Moisture can enter the duct system through leaks or if the system has been improperly installed or serviced. Research suggests that condensation on or near cooling coils of air conditioning units is a major factor in moisture contamination of the system. The presence of condensation or high relative humidity is an important indicator of the potential for mold growth on any type of duct. Controlling moisture can often be difficult, but here are some steps you can take:

    • Promptly and properly repair any leaks or water damage.
    • Pay particular attention to cooling coils, which are designed to remove water from the air and can be a major source of moisture contamination of the system that can lead to mold growth. Make sure the condensate pan drains properly. The presence of substantial standing water and/or debris indicates a problem requiring immediate attention. Check any insulation near cooling coils for wet spots.

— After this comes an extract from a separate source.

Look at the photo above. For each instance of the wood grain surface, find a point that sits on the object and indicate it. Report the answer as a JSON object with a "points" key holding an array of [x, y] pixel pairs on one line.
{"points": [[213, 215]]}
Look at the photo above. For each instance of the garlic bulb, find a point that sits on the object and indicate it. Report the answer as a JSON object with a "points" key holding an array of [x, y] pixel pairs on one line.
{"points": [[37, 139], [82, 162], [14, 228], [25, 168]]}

    • Make sure ducts are properly sealed and insulated in all non-air-conditioned spaces (e.g., attics and crawl spaces). This will help to prevent moisture due to condensation from entering the system and is important to make the system work as intended. To prevent water condensation, the heating and cooling system must be properly insulated.
    • If you are replacing your air conditioning system, make sure that the unit is the proper size for your needs and that all ducts are sealed at the joints. A unit that is too big will cycle on and off frequently, resulting in poor moisture removal, particularly in areas with high humidity. Also make sure that your new system is designed to manage condensation effectively.